DIARIO ÍNTIMO 118.1
“Llueve en mi corazón
como llueve en la ciudad;
¿Qué es esta languidez
que penetra mi corazón?
¡Oh dulce ruido de la lluvia
por tierra y en los techos!
Para un corazón que se aburre,
¡Oh el canto de la lluvia! …”
Paul Verlaine
Domingo, veintitrés de marzo de dos mil veinticinco
Ayer por la mañana saqué a pasear a Mi Charlie, y él a mí. Me limité a seguirle.
Después, se fue. Me quedé solo y hasta la hora de comer una fabada de bote con un vaso de vino y un plátano, fotografié.
Me dije: el resto del día puede que sea maravilloso para ti, te acompañará el silencio, el que nunca falla. Leí de un autor que ahora no recuerdo (seguro que era francés): “La sabiduría, el silencio del espíritu…”, me encantó porque pensé que me sentaría bien para todo el día, aunque ya habían aparecido indicios de que me pasaría por encima sin contemplaciones.
Por la tarde, la lluvia al otro lado del cristal, de un tono gris tristeza, se espesaba sin redención ni lástima. El azar hizo que inesperadamente oyera, recitado por Espido Freire, Llueve en mi corazón, de Paul Verlaine. Me conmovió. No sé por qué no he seguido con atención a los parnasianos franceses, ni siquiera a Rimbaud, lo que es un motivo más para estar triste, o para extender mi condena a perpetuidad.
Una vida que no busca incesantemente la belleza (y a veces la encuentre), carece de sentido.
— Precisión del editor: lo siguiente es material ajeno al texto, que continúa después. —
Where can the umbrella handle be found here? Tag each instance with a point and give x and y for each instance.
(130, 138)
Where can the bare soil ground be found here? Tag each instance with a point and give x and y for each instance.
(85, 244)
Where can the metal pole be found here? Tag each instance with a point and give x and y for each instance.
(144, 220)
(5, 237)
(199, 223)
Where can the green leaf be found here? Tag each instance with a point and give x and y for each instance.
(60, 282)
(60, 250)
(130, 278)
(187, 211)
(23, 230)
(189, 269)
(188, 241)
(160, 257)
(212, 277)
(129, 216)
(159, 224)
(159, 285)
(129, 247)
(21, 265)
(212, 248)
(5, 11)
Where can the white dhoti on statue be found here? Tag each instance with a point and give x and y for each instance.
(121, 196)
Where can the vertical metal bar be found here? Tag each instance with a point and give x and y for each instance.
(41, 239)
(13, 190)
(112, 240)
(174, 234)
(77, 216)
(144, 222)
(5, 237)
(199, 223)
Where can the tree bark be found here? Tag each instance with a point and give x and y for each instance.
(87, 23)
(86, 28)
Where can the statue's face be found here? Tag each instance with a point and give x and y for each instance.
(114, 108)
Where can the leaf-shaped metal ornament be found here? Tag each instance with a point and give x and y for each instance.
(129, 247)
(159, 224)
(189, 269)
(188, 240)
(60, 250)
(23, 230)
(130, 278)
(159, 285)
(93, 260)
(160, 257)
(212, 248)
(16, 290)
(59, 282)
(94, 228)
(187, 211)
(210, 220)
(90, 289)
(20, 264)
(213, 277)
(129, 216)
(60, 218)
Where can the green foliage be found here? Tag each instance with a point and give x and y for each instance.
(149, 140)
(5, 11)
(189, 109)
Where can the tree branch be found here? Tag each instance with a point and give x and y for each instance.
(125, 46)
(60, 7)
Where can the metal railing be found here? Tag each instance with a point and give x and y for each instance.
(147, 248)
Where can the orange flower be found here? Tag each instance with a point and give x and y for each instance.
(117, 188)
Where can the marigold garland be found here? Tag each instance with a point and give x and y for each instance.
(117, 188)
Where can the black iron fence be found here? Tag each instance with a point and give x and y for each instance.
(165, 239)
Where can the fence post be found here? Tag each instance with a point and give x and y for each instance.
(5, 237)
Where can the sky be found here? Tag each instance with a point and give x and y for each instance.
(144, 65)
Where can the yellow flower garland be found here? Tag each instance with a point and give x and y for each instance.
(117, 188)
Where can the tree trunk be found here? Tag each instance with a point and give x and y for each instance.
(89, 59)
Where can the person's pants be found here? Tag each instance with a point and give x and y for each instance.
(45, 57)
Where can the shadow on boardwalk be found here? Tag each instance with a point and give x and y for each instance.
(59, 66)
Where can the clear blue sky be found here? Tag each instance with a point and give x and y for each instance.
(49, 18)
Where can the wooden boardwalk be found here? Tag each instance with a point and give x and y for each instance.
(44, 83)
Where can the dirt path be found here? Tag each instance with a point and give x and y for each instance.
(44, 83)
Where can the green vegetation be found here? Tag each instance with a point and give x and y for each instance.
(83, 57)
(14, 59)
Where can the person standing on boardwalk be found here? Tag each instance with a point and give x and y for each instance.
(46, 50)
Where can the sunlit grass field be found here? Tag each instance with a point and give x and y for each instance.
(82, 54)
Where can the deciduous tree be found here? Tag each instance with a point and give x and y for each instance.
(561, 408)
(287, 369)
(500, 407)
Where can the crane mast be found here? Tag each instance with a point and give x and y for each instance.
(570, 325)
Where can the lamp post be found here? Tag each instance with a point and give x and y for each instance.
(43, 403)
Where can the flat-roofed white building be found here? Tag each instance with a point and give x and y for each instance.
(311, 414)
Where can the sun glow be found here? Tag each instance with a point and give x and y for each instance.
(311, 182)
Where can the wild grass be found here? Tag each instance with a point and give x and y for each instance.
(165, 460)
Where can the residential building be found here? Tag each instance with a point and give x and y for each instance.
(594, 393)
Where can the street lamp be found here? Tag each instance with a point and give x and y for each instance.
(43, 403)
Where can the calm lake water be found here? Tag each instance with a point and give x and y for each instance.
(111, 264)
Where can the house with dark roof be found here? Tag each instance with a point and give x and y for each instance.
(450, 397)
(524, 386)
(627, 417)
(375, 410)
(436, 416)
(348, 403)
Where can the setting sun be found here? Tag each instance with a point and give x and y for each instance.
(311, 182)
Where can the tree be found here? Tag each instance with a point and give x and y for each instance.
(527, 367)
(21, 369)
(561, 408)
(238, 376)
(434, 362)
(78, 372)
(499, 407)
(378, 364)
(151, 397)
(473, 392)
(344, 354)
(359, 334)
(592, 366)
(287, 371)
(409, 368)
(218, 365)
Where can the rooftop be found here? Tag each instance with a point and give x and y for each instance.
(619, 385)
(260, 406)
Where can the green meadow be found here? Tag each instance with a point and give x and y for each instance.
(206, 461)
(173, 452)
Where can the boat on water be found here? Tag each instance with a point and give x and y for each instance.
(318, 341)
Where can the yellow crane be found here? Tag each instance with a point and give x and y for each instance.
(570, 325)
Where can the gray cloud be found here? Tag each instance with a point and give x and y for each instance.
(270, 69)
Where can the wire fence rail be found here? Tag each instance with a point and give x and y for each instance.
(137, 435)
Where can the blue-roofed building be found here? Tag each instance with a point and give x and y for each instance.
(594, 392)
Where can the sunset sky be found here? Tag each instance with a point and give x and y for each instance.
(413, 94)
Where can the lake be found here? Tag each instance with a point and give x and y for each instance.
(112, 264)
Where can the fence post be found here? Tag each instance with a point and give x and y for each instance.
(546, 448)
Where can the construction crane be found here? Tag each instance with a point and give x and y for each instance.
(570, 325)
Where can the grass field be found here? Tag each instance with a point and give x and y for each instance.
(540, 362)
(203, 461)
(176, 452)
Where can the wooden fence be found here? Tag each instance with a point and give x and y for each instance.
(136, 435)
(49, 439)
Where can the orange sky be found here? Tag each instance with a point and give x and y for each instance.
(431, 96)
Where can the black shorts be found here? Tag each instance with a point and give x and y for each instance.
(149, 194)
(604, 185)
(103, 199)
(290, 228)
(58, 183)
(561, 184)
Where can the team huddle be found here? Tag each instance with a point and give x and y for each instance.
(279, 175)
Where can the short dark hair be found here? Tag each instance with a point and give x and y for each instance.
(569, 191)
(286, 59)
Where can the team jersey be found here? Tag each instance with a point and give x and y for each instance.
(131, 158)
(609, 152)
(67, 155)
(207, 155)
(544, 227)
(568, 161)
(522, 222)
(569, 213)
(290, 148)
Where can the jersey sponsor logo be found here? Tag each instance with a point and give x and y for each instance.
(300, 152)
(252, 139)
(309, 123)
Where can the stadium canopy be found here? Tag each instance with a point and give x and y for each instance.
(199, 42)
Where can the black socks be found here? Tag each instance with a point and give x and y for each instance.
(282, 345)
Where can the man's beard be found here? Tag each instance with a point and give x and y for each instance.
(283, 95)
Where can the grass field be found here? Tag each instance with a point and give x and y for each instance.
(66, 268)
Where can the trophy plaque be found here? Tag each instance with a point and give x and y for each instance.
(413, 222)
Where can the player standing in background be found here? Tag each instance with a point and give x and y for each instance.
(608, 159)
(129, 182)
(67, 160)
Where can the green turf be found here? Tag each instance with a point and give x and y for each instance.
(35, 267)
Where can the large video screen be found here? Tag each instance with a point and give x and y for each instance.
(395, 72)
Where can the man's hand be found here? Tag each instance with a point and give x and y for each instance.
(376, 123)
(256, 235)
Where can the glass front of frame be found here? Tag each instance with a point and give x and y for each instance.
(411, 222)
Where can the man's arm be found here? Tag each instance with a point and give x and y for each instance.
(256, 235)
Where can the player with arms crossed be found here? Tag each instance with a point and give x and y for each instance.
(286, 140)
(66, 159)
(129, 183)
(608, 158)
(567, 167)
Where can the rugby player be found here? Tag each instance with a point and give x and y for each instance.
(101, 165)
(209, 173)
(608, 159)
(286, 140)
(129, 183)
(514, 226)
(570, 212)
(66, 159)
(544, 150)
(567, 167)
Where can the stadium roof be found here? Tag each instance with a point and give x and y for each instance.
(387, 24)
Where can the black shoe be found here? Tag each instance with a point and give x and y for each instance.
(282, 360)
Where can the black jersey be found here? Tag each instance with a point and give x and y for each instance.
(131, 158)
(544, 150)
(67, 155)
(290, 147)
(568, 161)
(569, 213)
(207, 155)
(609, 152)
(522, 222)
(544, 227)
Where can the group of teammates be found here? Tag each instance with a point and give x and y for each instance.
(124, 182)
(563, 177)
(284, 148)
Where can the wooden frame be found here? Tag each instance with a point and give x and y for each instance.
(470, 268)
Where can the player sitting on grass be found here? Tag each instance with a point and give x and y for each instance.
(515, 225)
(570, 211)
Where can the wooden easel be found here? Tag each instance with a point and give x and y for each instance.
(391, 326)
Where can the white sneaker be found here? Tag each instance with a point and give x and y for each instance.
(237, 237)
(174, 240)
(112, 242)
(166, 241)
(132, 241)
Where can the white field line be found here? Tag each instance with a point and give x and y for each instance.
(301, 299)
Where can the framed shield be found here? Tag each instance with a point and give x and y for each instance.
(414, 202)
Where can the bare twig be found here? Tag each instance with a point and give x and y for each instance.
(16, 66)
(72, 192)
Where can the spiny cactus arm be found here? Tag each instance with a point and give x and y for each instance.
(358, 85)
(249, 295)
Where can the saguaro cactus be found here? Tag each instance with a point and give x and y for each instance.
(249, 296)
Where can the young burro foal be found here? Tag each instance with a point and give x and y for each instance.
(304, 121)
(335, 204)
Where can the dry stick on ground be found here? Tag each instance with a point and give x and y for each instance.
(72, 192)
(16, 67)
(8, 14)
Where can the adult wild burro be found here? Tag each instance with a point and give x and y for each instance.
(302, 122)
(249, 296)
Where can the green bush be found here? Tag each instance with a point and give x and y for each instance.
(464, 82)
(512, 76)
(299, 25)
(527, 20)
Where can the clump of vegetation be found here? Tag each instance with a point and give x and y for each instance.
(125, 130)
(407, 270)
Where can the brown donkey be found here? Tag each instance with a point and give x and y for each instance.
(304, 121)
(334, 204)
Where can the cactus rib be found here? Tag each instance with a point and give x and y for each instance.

Siguió lloviendo, toda la tarde. A veces la luz deshacía el hechizo de la lluvia, todo se aclaraba para oscurecerse en el mismo instante. La tarde, la lluvia, la luz y yo éramos lo mismo en la tristeza.
El trance pedía a gritos música de Robert Schumann, el melancólico, el desesperado, el que murió antes de tiempo privándonos de la belleza que llevaba dentro. Elegí piezas de piano, claro, interpretadas por Maria Joao Pires…
La Fotografía: Para fotografiar, por la mañana, me disfracé de mí mismo por hastió de verme sin arreglar, sin retocar, siempre con la íntima desolación de todas las horas de todos los días. Hice esfuerzos denodados por esbozar una media sonrisa frente al objetivo sin conseguirlo. Por la tarde, cuando revelaba las autofotografías, ahíto de desgana, comprobé lo que ya sabía: todos mis denodados intentos de sonrisa se habían convertido en espantosas muecas. Realicé varias decenas de tomas (incesantes idas y vueltas de la cámara al posado) y solo me quedé con unas pocas, apenas algunas, como la de hoy. Serio, pero no triste en ese momento. Solo habitando mi ser. No sé estar de otro modo delante de la cámara (ni fuera de campo, tampoco).